There are many different varieties of chillies with varying levels of heat. Which ones you chose to use is entirely up to your heat tolerance and preference. I usually buy a mixed variety bag from the supermarket. If you like a mild curry, I would suggest using the ones labelled ‘red chillies’ in the supermarket. They are usually relatively large compared to the other chillies in the packet. If you chose to remove the seeds, make sure you use gloves, or you will suffer if you rub your eyes within the next 24 hours! If you really can’t deal with heat at all (my aunt starts sweating after normal bell peppers!) then just omit the chillies from the recipe altogether.

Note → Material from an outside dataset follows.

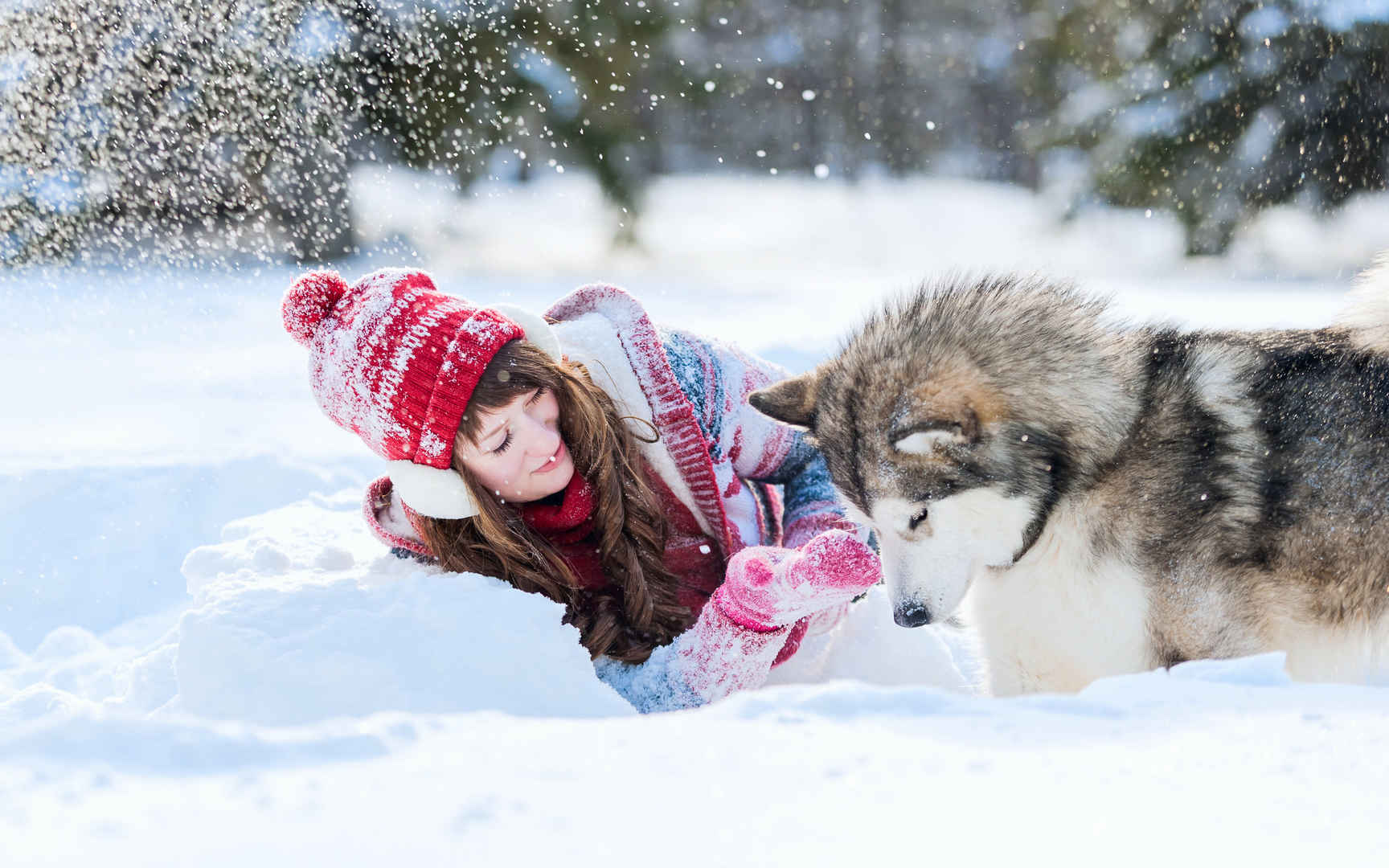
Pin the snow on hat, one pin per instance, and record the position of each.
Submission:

Garam masala is a pre-prepared mixture of spices that can be bought cheaply in most supermarkets. In this recipe, I’ve added some more spices to enhance its flavours. For anyone new to the curry world, spices aren’t all necessarily ‘spicy’ in the sense of setting your mouth on fire, but provide flavours and colour to the dish.
I never really buy tins of coconut milk as there is usually too much to use all at once, and I end up wasting some. Instead, I use a block of creamed coconut that turns to coconut milk in hot water. Creamed coconut can usually be purchased in large grocery stores, but can also be found in your local Asian supermarket.
Vegan Chickpea and Coconut Curry
- 25 g ginger
- 3 cloves of garlic
- Chillies (1 for mild, 2 for medium, 3 for hot, 4+ if you’re a dragon!)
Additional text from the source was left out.